Acute anxiety caused by the pandemic now has a name: Coronaphobia.
Researchers recently coined the term after analyzing nearly 500 studies that looked at the psychological impact of the coronavirus.
Lily Brown, director of the Center for the Treatment and Study of Anxiety at the University of Pennsylvania, said coronophia is caused by a combination of uncertainty and dread about the future, and the impact of COVID-19.
“Certainly we’re seeing major increases,” she said. “In some cases, three to four times the rate of anxiety and depression now compared to before the pandemic. It’s really been hard to keep up.”

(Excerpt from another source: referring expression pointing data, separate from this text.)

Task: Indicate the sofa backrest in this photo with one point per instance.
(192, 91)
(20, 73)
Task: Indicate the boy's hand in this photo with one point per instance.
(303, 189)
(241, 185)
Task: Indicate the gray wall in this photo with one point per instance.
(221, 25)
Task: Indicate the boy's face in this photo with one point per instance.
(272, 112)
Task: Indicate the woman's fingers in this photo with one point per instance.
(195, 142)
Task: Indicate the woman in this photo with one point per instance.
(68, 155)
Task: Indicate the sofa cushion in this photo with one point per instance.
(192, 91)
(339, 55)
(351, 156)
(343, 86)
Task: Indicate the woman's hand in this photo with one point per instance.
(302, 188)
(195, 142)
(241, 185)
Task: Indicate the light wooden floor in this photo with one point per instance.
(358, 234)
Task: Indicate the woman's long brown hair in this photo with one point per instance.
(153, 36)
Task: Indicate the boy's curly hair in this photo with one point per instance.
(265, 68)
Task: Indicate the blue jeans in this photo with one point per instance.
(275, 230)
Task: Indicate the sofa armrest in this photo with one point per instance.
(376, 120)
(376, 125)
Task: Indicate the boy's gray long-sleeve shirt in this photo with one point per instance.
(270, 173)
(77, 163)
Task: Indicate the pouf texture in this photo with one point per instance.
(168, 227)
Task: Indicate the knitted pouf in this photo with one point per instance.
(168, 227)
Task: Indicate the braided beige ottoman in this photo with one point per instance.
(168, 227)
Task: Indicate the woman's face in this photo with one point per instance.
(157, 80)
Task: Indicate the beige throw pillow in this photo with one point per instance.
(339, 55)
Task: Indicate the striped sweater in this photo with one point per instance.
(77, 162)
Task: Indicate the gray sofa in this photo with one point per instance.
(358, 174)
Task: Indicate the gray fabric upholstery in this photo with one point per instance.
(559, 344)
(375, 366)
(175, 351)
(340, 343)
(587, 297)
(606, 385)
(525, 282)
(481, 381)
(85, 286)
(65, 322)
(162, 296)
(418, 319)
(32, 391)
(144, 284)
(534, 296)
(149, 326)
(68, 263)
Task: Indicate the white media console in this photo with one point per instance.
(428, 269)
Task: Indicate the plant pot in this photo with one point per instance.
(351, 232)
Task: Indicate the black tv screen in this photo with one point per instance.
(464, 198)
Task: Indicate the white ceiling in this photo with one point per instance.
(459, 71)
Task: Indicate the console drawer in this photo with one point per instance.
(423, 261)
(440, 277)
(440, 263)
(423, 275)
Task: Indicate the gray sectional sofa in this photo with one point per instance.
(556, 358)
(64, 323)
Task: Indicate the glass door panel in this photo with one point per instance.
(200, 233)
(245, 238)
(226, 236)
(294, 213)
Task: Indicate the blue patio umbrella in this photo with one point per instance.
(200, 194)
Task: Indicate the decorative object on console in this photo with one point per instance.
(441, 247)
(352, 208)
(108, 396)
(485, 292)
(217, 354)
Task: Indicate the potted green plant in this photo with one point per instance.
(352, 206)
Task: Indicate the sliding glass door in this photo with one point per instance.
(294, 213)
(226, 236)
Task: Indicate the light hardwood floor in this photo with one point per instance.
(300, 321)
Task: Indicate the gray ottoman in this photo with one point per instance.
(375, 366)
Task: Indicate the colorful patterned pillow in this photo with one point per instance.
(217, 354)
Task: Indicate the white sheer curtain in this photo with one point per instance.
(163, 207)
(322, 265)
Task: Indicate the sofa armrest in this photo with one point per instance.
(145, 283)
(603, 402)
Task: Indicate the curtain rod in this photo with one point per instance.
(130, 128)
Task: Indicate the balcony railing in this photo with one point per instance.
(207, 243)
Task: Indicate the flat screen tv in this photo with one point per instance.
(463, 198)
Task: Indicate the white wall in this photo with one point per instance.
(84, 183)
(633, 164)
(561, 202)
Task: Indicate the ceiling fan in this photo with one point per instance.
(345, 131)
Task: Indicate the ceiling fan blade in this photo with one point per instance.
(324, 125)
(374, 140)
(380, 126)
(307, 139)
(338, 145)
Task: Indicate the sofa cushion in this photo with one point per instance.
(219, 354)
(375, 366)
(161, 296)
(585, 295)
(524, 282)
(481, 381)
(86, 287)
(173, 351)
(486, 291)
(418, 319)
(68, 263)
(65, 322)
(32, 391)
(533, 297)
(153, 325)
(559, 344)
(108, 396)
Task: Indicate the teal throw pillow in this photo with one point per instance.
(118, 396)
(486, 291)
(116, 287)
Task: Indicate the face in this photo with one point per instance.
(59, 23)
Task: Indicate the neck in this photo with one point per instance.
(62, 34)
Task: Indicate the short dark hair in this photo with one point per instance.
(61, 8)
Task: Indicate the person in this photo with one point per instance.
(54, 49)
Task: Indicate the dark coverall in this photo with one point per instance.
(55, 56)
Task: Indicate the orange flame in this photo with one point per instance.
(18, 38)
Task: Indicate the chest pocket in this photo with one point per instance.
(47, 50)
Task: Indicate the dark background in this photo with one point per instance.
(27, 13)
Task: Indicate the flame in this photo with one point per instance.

Many of the patients are overwhelmed by the stress brought on by fear of getting the virus, dealing with grief over a loved one who died of COVID-19 or losing their job.
On top of that are the constant negative messaging from politicians and health officials that make it seem like there’s no hope of returning to a normal life.
Brown said people with coronaphobia become so gripped by anxiety that they can’t do fundamental things like go to the grocery store or engage with family members and friends.
And that kind of behavior only makes the anxiety worse, so she provides cognitive behavioral therapy to patients.
“And when we think of anxiety, the behaviors that tend to stem from anxiety are avoidance or escape. In the long run, it tends to backfire and exacerbate anxiety or maintain anxiety. So the goal with cognitive behavioral therapy is helping people to practice in most cases doing the opposite of what their unhealthful emotions are telling them to do," she said.
This includes practicing approaching things that make you anxious in a safe manner.